Code That Writes Code Needs Multi-Level Tests

Code that writes code is fun in a meta sort of way, but it requires extra testing.

We’ll start by considering generic systems and their tests, then look at testing for code generation. 

“I’d rather write programs to write programs than write programs.”

Dick Sites, quoted in More Programming Pearls

The Black-Box View

Consider a system as a black box: 

A system as a black box, with inputs and outputs

One way to test is to do system-level testing: for a given set of inputs, does the system produce the right outputs? 

A system-level test, comparing output to expected output

These tests have challenges, though:

  • It can be hard to create the expected output.
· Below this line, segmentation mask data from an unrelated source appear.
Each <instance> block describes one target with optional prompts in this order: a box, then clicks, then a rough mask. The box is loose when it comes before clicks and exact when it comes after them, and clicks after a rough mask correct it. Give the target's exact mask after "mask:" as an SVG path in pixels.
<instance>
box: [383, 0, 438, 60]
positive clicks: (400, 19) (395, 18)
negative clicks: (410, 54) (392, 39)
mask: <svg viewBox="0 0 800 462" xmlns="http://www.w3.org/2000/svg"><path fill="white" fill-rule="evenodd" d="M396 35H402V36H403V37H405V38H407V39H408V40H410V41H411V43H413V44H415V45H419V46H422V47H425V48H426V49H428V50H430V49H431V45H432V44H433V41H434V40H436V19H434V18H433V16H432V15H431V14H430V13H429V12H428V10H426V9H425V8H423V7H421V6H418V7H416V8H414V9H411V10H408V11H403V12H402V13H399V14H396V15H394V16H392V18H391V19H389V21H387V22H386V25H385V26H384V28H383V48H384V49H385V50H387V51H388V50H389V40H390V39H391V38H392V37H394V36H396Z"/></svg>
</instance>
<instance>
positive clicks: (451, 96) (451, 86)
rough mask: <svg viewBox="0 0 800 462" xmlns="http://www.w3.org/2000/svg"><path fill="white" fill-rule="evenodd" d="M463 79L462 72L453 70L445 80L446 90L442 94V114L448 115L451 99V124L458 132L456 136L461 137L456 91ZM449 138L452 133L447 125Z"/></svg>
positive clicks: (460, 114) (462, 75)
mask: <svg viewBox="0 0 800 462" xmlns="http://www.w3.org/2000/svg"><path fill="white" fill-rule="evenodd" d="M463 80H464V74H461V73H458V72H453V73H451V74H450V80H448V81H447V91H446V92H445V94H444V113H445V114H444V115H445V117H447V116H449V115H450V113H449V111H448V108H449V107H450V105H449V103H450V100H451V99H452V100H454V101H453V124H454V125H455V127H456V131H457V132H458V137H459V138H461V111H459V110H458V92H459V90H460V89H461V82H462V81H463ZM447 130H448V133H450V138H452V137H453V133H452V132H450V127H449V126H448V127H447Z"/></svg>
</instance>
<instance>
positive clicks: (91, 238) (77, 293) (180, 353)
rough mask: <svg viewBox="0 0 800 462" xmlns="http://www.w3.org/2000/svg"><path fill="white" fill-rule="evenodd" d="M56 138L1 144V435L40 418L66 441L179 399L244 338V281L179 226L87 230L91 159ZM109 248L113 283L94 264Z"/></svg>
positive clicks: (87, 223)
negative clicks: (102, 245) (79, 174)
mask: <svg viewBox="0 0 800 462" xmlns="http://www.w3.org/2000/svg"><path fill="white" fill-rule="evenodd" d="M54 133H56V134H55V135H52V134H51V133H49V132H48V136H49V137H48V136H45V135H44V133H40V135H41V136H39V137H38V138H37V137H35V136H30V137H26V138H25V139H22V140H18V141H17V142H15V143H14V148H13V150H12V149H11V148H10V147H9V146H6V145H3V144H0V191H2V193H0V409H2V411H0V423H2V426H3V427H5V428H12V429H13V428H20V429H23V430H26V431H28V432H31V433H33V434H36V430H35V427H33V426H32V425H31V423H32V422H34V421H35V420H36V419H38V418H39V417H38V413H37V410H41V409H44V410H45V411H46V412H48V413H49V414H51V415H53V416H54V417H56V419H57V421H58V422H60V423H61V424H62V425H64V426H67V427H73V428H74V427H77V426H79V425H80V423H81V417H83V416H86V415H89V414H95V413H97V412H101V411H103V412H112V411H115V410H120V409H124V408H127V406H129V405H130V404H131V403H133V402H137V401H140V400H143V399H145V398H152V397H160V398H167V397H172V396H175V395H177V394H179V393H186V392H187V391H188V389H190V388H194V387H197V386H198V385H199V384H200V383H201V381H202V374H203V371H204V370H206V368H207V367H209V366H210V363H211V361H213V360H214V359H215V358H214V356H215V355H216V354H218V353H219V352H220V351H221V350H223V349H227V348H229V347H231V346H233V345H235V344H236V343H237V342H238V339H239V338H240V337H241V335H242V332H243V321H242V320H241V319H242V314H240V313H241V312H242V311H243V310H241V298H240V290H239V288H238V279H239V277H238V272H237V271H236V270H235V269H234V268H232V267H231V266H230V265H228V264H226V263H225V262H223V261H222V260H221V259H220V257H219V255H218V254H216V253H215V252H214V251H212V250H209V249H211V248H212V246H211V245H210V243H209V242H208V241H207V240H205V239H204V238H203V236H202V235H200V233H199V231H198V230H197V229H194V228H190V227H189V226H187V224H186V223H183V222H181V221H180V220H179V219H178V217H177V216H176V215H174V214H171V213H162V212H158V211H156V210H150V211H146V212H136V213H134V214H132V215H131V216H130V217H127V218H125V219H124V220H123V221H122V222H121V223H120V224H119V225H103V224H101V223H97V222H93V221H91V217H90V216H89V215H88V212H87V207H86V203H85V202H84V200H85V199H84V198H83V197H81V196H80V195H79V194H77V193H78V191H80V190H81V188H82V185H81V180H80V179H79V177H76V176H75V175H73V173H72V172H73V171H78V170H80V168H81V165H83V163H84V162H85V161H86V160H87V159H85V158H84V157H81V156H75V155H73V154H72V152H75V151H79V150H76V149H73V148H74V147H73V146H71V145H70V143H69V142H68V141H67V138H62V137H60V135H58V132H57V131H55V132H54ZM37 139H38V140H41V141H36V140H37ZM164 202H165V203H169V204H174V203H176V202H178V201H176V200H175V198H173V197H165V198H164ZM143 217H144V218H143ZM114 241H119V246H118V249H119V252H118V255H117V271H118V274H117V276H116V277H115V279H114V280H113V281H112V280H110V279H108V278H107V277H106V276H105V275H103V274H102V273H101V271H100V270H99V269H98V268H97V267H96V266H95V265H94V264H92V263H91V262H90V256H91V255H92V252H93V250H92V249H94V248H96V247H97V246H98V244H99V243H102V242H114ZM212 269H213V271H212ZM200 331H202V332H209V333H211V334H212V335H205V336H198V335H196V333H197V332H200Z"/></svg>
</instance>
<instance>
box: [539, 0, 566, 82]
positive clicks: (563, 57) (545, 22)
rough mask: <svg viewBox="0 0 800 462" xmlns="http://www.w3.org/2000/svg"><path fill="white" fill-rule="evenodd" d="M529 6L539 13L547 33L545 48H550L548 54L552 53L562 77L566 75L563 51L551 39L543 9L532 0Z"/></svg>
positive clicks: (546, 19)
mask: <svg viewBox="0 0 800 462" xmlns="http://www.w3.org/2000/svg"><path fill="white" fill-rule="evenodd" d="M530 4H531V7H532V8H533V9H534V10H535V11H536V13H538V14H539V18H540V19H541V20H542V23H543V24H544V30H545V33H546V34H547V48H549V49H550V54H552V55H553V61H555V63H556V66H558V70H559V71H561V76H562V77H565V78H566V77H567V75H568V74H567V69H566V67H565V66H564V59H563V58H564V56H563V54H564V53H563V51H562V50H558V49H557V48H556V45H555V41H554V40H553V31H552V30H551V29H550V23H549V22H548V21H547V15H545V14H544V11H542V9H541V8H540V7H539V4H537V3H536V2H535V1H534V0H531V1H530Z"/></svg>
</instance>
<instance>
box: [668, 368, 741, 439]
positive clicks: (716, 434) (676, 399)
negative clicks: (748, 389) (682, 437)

Consider code that produces binary data: even with higher-level tools, it’s tedious to specify the values.
  • It can be hard to get the expected output right. Consider an optimizing compiler with multiple inter-related optimizations. Can we accurately predict their impact?
  • Multiple outputs may be acceptable. For a web page, we might care that something is centered, but not care how this is done. Many combinations of HTML and CSS could yield the right effect. Our “expected output” may be a family of possible outputs, and the “diff” must be ready for this.
  • Our system may be non-deterministic. Sometimes we can make it deterministic (e.g., seed a random number generator), but some results may be inherently non-deterministic. For example, you may be using threads to spin off work, and they may complete in different orders. We’re back to the problem of multiple acceptable outputs.
  • The tests tend to be relatively slow – many systems are slow to spin up.

Inside the System – Unit Tests

Systems are built from many smaller parts – lots more than this: 

Inside a system are many components

We can get more confidence in our system if we know its parts work. This could come from TDD, TCR, test-after, or whatever.  

Testing units is usually a smaller and simpler problem than testing the whole system, and smaller problems are easier to deal with:) In effect, each unit (or cluster of them) is itself another system.

Code That Writes Code

Some systems produce their effect by converting a specification of some sort into code, that is then run.

Examples include a compiler, a domain-specific language, a control panel, even an “AI” tool.  

A system with a spec as input and code as output

It’s like the first picture – but the generated code is a new system, itself amenable to testing!

Testing Code That Writes Code

You might test your generated code in several ways:

Unit Tests Pay Off Well

Using TDD, TCR, or heavy unit testing pay off well for code-writing programs. Situations that are tricky to set up in the full input can be more easily created in unit tests. Outputs that are hard to test in the full output may be much easier to explore with microtesting. 

High-Level Testing May Be Needed

For complex systems, at least system-level testing is needed. But, as mentioned above, it’s challenging to specify acceptable output. (Have you ever looked at generated code? It’s often… opaque.)

We can do a system-level test, looking at the generated code

We can run classic “diff” tests, provided we can specify the expected output.

Check the Syntax

You may have noticed something about unit tests and system tests: they’re built around expectations. 

In this case, those expectations are code. If there’s something we’ve learned about writing code, it’s that it’s very hard to get it right the first time. 

That opens a scary possibility: we’re getting the code we expect, but it’s not what we want. 

One way to check our code is to use another tool to validate it – a syntax checker (possibly as part of a compiler). If our expected code is right, it certainly should pass that check. (I’ve seen samples of AI-generated code that fails this test.) 

Feed generated code to a syntax checker

In principle, this is a step forward, but it also has challenges – is the tool that checks the syntax perfectly conformant with the language spec, or does it have its own foibles?

Does The Generated Code Work?

If I write a bunch of code, and it all compiles, does it necessarily work? Of course not. (You might even want to bet the other way.)

To really know that our code-writing code works, we want to make sure that the code it generates really works. 

Test the generated code with its "real" input and expected output

Now we need a whole new set of test cases, not in the form of our input language, but the inputs to our final running system. 

Combinations

To build code that writes code, we need multiple tests:

  • You’ll almost certainly benefit from unit level / microtests.
  • You probably want at least a few system-level tests for your code generation.
  • You’ll absolutely want the second-level system tests: you must make sure the whole system works, end-to-end-to-end. (As the generated code has to be compiled or interpreted, you’ll also get syntax checking from that process.)

We can see both levels of tests in one picture: 

Two-level checks: the generated code, and its effects

What About TDD?

I’ve long been an advocate of TDD, and I’d absolutely use it for the code-writing system.

But note that you can also use it on the generated system. Nothing says those tests have to appear from your head all at once; you may find it pays to develop those tests incrementally too.

Conclusion

Code that writes code creates a two-level system, and it’s important to test both levels. If you neglect testing the generated code, your users will have to test it for you.